On the Automated Segmentation of Epicardial and Mediastinal Cardiac Adipose Tissues Using Classification Algorithms
This work addresses the need for efficient fat depot quantification in cardiac health risk assessment, representing an incremental improvement in automating a specific medical imaging task.
The paper tackles the problem of automating the segmentation of epicardial and mediastinal cardiac adipose tissues from CT images to reduce human workload in clinical practice, achieving a mean accuracy of 98.4%, a true positive rate of 96.2%, and a Dice similarity index of 96.8%.

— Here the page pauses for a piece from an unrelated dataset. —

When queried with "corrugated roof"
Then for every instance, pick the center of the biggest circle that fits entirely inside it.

The quantification of fat depots on the surroundings of the heart is an accurate procedure for evaluating health risk factors correlated with several diseases. However, this type of evaluation is not widely employed in clinical practice due to the required human workload. This work proposes a novel technique for the automatic segmentation of cardiac fat pads. The technique is based on applying classification algorithms to the segmentation of cardiac CT images. Furthermore, we extensively evaluate the performance of several algorithms on this task and discuss which provided better predictive models. Experimental results have shown that the mean accuracy for the classification of epicardial and mediastinal fats has been 98.4% with a mean true positive rate of 96.2%. On average, the Dice similarity index, regarding the segmented patients and the ground truth, was equal to 96.8%. Therfore, our technique has achieved the most accurate results for the automatic segmentation of cardiac fats, to date.